The inflation rate in the Eurozone is at 6.1%, over triple the ECB's target of 2%. While that is lower than the 10.6% peak last October, headline inflation is anticipated to stay above target at least through 2025, according to a poll of economists. Core inflation is also expected to remain above target for the rest of the year due to wage inflation and a hot jobs market.
What Are ECB Members Saying?
As recently as June 1, ECB's President Christine Lagarde stated that inflation was too high, despite increasing evidence showing that rate hikes implemented so far function against rising inflation. In fact, the interpretation from the minutes of the last meeting is that ECB members essentially promise that the bank will hike at the next meeting.
Some policymakers have already said another rate hike is in the cards for the July 27 meeting. The problem is that underlying price growth remains high, and there is no clear evidence that it has peaked, according to the ECB President.
Accordingly, this should bring the focus of Thursday's event on the President's post-rate decision press conference, as the market currently is pricing in a 25bps hike at the next meeting in July, and traders will want to see how the fortunes may change. (Source:Reuters)
What Economists' Forecast?
Around three-quarters of economists in a recent Reuters poll agree with the market and expect a quarter-point rate hike in July. Most economists also expect the ECB to keep rates unchanged for the rest of the year once they reach the peak rate. In addition, they say that the simple explanation for this is that inflation has not come down enough.

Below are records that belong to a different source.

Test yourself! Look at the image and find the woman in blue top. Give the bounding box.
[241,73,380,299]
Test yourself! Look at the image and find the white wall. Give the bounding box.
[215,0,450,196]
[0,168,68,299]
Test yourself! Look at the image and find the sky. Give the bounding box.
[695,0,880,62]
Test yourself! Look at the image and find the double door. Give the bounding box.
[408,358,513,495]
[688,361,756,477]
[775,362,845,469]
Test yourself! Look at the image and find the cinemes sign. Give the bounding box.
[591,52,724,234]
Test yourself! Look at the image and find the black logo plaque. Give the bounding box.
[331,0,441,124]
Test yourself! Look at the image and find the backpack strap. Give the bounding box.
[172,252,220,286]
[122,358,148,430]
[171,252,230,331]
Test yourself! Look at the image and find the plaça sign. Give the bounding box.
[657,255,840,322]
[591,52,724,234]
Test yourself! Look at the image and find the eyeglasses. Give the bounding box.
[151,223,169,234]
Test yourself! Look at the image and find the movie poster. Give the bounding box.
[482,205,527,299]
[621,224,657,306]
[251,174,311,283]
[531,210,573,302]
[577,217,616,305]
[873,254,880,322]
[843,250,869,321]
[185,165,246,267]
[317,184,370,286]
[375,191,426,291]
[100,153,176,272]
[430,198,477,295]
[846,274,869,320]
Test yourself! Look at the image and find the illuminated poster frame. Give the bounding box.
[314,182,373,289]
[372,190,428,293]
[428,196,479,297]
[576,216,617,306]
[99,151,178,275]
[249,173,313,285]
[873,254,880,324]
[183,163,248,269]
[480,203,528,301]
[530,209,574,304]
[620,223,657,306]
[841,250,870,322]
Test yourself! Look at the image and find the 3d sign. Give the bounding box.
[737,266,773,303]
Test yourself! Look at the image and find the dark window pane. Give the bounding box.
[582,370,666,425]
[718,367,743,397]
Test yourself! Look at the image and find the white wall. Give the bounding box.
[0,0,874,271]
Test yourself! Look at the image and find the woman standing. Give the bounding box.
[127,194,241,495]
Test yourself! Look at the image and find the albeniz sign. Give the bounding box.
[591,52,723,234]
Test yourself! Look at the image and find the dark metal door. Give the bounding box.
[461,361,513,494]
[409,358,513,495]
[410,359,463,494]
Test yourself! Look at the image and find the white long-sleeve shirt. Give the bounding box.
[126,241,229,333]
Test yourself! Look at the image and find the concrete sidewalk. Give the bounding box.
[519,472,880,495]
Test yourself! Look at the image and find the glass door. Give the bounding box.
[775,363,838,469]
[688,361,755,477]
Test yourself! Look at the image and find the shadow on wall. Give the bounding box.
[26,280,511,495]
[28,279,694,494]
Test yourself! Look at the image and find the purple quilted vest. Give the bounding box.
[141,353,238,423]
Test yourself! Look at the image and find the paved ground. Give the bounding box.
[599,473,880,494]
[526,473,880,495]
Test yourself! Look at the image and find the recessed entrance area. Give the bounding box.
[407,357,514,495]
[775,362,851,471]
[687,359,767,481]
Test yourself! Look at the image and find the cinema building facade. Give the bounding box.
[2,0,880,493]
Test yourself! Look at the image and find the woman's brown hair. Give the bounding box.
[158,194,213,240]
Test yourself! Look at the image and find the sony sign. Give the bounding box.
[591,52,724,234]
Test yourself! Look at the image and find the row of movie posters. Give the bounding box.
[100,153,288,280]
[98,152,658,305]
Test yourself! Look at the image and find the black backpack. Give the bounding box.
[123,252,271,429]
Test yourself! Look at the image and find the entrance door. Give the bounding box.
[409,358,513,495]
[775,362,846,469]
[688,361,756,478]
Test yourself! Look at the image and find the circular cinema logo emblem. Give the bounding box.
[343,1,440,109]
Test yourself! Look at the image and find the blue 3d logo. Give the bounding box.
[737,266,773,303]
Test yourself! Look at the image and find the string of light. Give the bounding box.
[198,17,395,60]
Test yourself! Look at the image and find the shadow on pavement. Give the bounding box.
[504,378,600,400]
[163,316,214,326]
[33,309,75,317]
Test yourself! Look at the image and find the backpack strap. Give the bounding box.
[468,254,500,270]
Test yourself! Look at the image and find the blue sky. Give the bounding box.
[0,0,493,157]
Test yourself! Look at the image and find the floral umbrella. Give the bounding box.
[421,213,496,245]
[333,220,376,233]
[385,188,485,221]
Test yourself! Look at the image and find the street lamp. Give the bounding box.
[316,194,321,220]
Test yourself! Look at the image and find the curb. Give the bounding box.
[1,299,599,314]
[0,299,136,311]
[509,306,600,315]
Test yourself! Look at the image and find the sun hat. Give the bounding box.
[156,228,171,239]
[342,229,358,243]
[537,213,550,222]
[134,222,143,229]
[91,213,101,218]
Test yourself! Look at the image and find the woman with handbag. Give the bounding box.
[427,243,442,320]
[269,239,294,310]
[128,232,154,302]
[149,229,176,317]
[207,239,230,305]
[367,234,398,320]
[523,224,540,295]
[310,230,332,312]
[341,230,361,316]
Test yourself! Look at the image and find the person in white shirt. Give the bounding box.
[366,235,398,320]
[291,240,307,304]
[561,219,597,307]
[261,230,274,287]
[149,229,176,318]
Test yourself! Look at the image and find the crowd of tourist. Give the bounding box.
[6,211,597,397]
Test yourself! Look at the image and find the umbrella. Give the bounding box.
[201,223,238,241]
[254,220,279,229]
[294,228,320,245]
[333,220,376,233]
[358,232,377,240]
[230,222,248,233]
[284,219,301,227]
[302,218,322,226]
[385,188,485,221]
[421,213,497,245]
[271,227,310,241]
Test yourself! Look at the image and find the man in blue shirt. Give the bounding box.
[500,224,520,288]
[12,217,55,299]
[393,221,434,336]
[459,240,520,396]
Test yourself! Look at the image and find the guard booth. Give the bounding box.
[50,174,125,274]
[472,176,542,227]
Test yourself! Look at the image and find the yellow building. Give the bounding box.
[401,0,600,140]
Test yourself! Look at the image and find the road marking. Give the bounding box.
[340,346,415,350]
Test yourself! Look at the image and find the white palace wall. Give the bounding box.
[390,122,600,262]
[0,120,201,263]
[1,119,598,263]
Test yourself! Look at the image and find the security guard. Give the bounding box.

In another poll conducted by Bloomberg, economists appear nearly unanimous that the ECB will hike again in July. After that, the vast majority of the economists also see rates staying steady, anticipating that there will be no major change in the ECB's outlook. The market is expected to focus on the guidance through the new staff projections, which could be tweaked after it was reported last Thursday that the Euro Area slipped into recession last winter. However, several economists say that with expectations for June and July rate hikes already established, the possible shift in course for the ECB will be in September.
The EUR/USD pair hit a three-week high overnight on Wednesday in anticipation of the ECB rate decision on Thursday, and the ECB is expected to hike interest rates despite falling into recession. However, whether or not the central bank will indeed embark on another rate hike is yet to be seen. Traders will only find out following the meeting.